The settlement might have been good enough for the regulators, but Rakoff felt that the penalty left “the defrauded investors substantially short-changed.” Besides, he added, he wouldn’t be able to determine whether the settlement was in the public interest until the SEC produced more information about Citigroup’s practices before 2008.
“The S.E.C., of all agencies, has a duty, inherent in its statutory mission, to see that the truth emerges,” Rakoff wrote, “and if it fails to do so, this Court must not, in the name of deference or convenience, grant judicial enforcement to the agency’s contrivances.”
Unfortunately, not all judges agreed with Rakoff’s analysis. On June 4, the Second Circuit Court of Appeals overturned his Citigroup ruling.
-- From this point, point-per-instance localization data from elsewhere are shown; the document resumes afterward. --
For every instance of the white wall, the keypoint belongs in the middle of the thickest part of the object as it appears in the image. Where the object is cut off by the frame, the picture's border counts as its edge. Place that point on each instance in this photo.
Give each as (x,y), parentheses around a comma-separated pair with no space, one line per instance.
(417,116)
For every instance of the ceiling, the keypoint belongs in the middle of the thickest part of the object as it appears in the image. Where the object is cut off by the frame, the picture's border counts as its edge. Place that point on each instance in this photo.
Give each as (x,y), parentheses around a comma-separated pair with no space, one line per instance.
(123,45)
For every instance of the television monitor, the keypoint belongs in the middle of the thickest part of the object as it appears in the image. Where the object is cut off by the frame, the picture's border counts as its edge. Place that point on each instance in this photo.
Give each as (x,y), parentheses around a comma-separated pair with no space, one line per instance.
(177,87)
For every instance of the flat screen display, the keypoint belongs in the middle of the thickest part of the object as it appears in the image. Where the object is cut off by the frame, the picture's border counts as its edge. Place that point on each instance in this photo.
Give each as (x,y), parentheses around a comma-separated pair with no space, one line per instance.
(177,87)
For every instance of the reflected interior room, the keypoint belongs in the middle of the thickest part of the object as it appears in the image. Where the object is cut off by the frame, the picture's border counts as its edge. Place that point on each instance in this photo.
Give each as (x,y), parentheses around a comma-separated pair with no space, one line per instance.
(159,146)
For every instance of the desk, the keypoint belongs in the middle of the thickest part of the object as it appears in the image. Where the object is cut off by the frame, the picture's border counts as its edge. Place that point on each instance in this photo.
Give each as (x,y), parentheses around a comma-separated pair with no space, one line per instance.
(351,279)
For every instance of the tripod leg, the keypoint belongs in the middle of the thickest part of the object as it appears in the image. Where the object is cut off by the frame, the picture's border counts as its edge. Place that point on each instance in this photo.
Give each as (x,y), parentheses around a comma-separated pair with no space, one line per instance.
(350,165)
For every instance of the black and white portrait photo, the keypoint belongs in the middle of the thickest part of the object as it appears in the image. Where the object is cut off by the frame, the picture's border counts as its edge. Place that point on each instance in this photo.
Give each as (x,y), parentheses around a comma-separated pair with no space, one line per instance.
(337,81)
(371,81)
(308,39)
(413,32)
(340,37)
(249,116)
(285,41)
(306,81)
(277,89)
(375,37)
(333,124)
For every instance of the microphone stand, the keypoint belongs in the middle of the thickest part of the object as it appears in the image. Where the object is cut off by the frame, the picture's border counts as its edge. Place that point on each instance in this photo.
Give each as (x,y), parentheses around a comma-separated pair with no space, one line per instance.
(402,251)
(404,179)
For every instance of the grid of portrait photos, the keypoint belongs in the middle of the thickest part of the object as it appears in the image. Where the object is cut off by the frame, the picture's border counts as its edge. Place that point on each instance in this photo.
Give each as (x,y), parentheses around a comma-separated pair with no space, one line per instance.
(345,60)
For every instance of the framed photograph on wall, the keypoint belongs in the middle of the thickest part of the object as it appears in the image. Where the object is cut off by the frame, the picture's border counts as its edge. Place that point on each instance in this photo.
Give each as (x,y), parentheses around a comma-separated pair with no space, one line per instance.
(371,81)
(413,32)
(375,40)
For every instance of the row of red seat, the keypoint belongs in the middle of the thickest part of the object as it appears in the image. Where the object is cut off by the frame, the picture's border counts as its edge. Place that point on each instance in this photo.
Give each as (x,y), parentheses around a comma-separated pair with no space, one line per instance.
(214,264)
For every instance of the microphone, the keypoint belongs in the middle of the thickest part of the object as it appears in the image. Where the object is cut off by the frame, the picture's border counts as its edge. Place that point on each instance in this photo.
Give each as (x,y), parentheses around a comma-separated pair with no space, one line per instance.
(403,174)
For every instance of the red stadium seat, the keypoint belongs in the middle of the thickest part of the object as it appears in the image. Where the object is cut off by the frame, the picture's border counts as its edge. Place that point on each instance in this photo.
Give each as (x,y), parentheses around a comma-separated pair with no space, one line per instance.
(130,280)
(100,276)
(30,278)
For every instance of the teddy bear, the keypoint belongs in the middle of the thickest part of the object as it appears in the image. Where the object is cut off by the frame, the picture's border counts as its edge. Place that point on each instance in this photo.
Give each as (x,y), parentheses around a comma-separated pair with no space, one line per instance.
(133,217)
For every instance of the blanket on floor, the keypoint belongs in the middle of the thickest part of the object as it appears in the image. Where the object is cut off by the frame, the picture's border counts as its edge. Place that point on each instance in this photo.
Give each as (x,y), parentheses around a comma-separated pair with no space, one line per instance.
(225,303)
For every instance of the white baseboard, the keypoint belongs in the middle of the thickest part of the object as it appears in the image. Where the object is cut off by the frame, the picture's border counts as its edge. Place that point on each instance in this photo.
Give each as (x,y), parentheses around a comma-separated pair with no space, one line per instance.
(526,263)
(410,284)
Rakoff had “abused” his discretion, argued Judge Rosemary Pooler, author of the appellate court’s decision, “by applying an incorrect legal standard” in his review. “Consent decrees are primarily about pragmatism,” Pooler added, essentially holding that if both parties to the lawsuit agreed to settle, the judge really couldn’t stand in the way. In other words, Rakoff’s sense of moral unease simply didn’t have a place in the process. This was about getting deals done and moving on, about helping firms and regulatory agencies manage risk; it was not about seeking the truth.
That leaves Rakoff in an unusual position: standing on the side of full disclosure and the public interest even as the appeals court sides with the banks and their regulatory enablers.